In my last column I examined questionable use of the Welcome Back Fund by Winchester City Council. A further deep-dive into local government contracts reveals that more councils are also allocating cash in ways that many taxpayers will consider misguided.
The government allocated £56 million for the Welcome Back Fund to English councils – and given the events of the last two years, I would argue that it’s vital for local authorities to get the best value possible from this money. But that doesn’t seem to happen in a number of cases I have identified. Here are the three most egregious examples.
Rugby’s Lego Trail
Many of us have fond childhood memories of playing with Lego but I’m not sure we could have ever imagined getting paid for doing so. Well, they must have vivid imaginations at Rugby Borough Council because a contract worth £30,000 was awarded for 18 artists to create a series of Lego models. The aim of which was to create a trail throughout the town as part of an “engaging” art exhibition.

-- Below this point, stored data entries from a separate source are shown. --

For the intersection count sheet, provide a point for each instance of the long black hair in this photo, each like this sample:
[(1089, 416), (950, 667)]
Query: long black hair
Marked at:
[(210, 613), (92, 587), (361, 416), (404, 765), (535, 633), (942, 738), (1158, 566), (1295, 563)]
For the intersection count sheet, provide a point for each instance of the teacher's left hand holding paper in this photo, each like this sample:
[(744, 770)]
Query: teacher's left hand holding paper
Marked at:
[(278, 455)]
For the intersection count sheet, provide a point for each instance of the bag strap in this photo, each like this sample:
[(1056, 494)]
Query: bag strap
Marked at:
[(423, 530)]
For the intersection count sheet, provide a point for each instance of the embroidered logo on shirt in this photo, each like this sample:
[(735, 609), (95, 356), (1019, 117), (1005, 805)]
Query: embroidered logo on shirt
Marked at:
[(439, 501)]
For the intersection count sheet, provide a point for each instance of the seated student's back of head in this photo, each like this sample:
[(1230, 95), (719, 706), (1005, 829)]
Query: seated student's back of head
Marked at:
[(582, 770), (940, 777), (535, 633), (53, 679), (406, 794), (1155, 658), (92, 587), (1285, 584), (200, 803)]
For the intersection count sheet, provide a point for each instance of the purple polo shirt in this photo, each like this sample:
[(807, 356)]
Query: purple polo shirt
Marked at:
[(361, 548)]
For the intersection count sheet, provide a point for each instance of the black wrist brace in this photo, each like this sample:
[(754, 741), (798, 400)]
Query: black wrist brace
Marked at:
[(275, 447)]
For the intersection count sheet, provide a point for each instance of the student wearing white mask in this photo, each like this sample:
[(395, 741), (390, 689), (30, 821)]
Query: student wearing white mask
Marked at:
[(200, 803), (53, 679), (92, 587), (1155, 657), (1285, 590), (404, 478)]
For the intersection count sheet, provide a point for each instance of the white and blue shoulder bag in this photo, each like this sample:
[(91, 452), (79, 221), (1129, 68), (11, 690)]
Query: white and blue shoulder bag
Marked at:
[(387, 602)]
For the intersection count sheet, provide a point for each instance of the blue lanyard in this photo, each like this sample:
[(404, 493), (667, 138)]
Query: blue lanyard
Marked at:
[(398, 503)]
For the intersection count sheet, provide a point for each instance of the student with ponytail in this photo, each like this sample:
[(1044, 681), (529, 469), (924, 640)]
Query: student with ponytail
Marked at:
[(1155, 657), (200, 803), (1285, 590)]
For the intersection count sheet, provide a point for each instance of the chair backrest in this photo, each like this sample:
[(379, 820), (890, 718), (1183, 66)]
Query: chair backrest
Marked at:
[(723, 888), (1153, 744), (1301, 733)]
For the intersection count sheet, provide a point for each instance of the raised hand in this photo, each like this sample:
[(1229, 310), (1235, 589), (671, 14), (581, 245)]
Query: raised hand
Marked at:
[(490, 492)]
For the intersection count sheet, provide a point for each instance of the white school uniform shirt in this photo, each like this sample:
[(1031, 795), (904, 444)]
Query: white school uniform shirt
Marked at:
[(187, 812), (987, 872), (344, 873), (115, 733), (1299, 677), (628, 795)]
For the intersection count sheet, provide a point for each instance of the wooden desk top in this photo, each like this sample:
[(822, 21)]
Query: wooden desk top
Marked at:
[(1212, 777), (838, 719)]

Now some might say I’m lacking in Christmas cheer but £30,000 for some Lego isn’t a winner in my book. Why does the taxpayer have to foot the bill for this? Wouldn’t it have been better for the council to launch a competition instead? They could have asked and encouraged local residents to submit their own Lego artworks for the trail and selected the best to showcase. The costs would have been microscopic in comparison and perhaps achieved more to boost community spirit?
A pop-up beach in Stoke
Stoke council wasn’t going to let geography stand in the way of its desire to have a beach. The authority spent over £100,000 creating an artificial 110 square metre beach in the town of Hanley. The goal was to encourage families to “join in beach activities throughout the school holidays.” According to the publicly tendered contract, the ‘beach’ (which consisted of large quantities of sand and some deck chairs) was only required for just over a month, meaning it cost the taxpayer £20,000 per week.
One has to wonder how many people actually made use of these facilities. Especially when you consider that beaches at Formby and Blackpool, to name just two, aren’t a million miles away. Both are about a ninety-minute drive or approximately two hours by train. I suspect many families would prefer to go to a real beach than one plonked in the middle of a town centre.
Wigan’s big spend on public relations
At least with Rugby and Stoke, local residents received something tangible, despite the relatively high cost. Not so much in Wigan after the council awarded £125,000 for social media, website, and marketing campaign services. It did so to create two campaigns, “Love Local” and “Visit Wigan”, using digital tools to promote businesses in the town.
I would argue, rather than the money going to ad men, why not use the cash to spruce up the town centre? I travel all over the country and many people I speak to are always up in arms about how rundown their local high streets look. £125,000 could have gone an incredibly long way to revamping less affluent areas in the town. That to my mind would do more to attract people into the area than a social media campaign ever could.
Of course, not all councils are guilty of this questionable use of public money. Some have rightly used the cash to make long term, more permanent alterations to their high streets. Installing new bins, seating, lighting, and planting, can bring clear and immediate benefits to local communities. This should serve as a lesson to councillors and council bosses to steer clear of wishy-washy ideas with minimal short term benefits.